Michèle Picard fait le point sur les nuits de violences urbaines. Pour elle, l’État « n’est pas à la hauteur des besoins des populations ».

– Quel est le bilan matériel de ces nuits de violences urbaines à Vénissieux ?

Il doit être affiné, mais on peut d’ores et déjà signaler des voitures et des poubelles brûlées, deux rames de tramway et une station de tram très endommagées, une voiture de police municipale et quatre caméras de vidéo-surveillance dégradées, du mobilier urbain à remplacer… Sans compter tout le génie civil — les rues par exemple — qu’il faudra reprendre en raison des dégâts liés aux feux.

Je tiens néanmoins à signaler la réactivité des polices de la ville, la municipale comme la nationale, et les efforts déployés pour éviter de trop grandes dégradations qui auraient eu encore plus d’impact sur le quotidien des habitants. Dans d’autres villes, des équipements publics, comme des mairies ou des bibliothèques, ont été brûlés. Cela n’a pas été le cas à Vénissieux.

– Mardi 4 juillet, vous avez été reçue par Emmanuel Macron avec plus de 200 autres maires de communes touchées par les violences urbaines. Que retenez-vous de cette rencontre ?

Je ne me faisais pas beaucoup d’illusions, mais c’est tout de même la déception qui domine. Nous étions très nombreux, beaucoup de maires, de villes très différentes d’ailleurs : grandes, petites, villes-centres, banlieues, rurales… Peut-être aurions-nous pu être reçus par groupes plus petits, pour favoriser les échanges.

Certes, un certain nombre de maires ont pu exprimer leurs difficultés du quotidien, rappeler au président de la République que l’on nous demande constamment de faire plus avec moins de moyens et que nous sommes constamment en première ligne face aux crises. Mais j’attendais de cette rencontre du concret, pour reconstruire, réparer et répondre aux besoins des habitants. Il n’y a rien eu de tout cela.

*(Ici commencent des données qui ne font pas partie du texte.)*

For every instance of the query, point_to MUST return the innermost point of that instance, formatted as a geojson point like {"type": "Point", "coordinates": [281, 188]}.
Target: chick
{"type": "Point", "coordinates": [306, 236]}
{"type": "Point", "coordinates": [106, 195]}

– Quelles solutions préconisez-vous ?

Depuis quelques années, les crises s’additionnent, leurs effets s’ajoutent les uns aux autres. Prenez la crise sanitaire : aucun bilan sérieux n’a été fait. On a constaté que de nombreux jeunes avaient été déscolarisés. Où sont-ils aujourd’hui ? Combien n’ont toujours ni formation, ni emploi ? On a vu que certains jeunes étaient en grandes difficultés psychologiques, que des repères ont été perdus avec les confinements et les restrictions : qu’a-t-on fait pour y remédier ? Je pense que l’on ne tire pas assez les conclusions de ces périodes difficiles, on ne met pas les moyens dans la santé, l’insertion, l’école, le social et la formation, alors que les besoins en la matière sont énormes. Un bilan précis des crises, dans la dentelle, doit être réalisé par l’État.

– En termes de politique de la ville dans les quartiers populaires, il faudrait tout reprendre à zéro ?

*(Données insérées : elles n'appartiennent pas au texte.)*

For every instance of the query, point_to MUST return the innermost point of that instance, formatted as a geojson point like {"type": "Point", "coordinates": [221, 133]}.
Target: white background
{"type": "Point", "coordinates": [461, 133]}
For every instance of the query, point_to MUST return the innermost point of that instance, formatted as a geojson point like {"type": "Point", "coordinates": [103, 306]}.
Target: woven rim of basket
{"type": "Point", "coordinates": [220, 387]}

Je n’ai pas dit ça. D’abord, même si par rapport aux émeutes de 2005 un cap a été passé — il n’y avait pas les réseaux sociaux, pas d’armes qui circulent dans des quartiers organisés autour du trafic de stupéfiants… —, il ne faut pas résumer la jeunesse des quartiers populaires à ces violences urbaines. Ne mettons pas tout le monde dans le même sac. C’est d’autant plus vrai que ces nuits difficiles ne se sont pas limitées aux quartiers : on en a connu aussi dans les centres-villes, voire dans des petites villes !

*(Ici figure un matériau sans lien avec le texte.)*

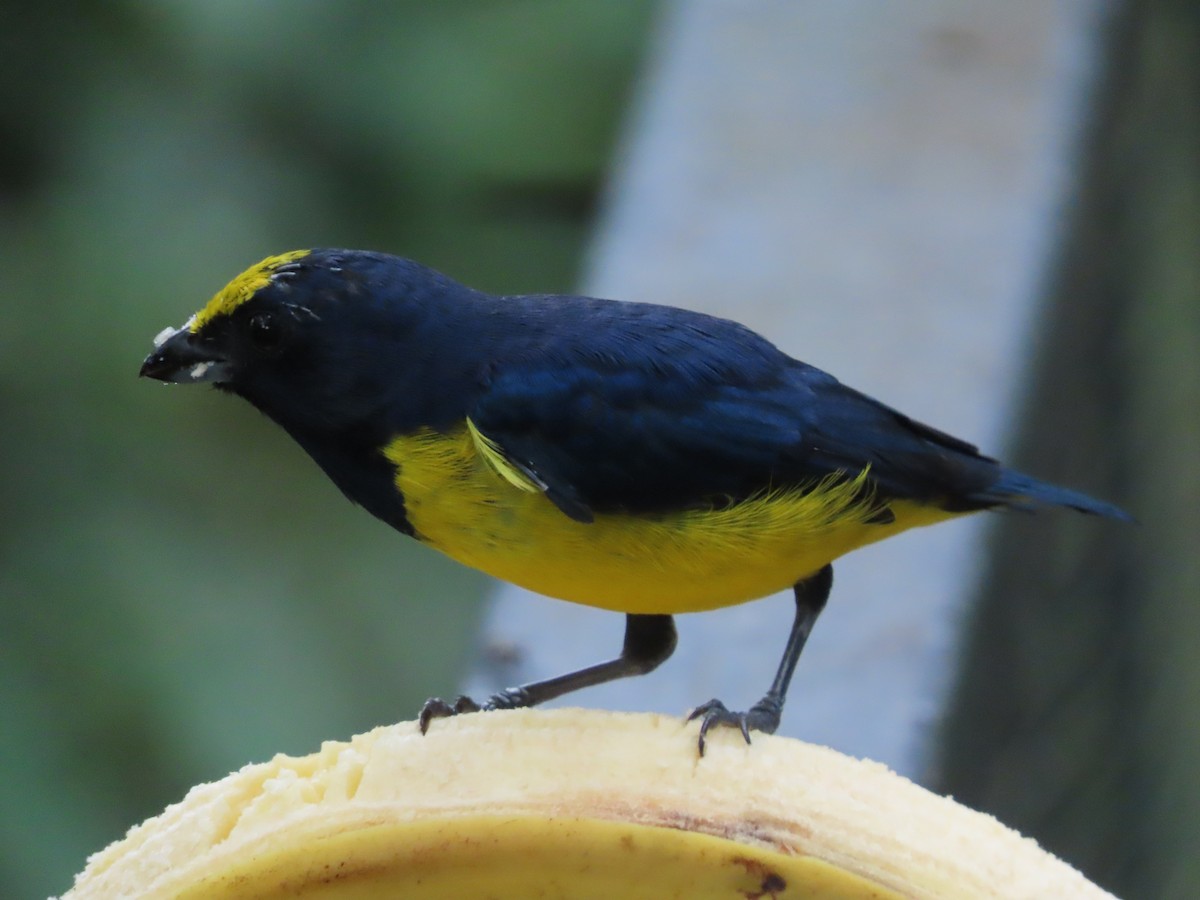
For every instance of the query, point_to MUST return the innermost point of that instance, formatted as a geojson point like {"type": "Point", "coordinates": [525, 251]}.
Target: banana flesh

Ensuite, concernant la politique de la ville, certaines choses fonctionnent, elles sont à conserver. Mais il faut lui donner plus de moyens… sans oublier de renforcer, en parallèle, l’accès aux droits communs, comme la santé ou l’éducation. Sur ces enjeux, nous ne sommes pas à la hauteur des besoins des habitants. C’est la clé pour se reconnecter, dans la durée, à cette jeunesse.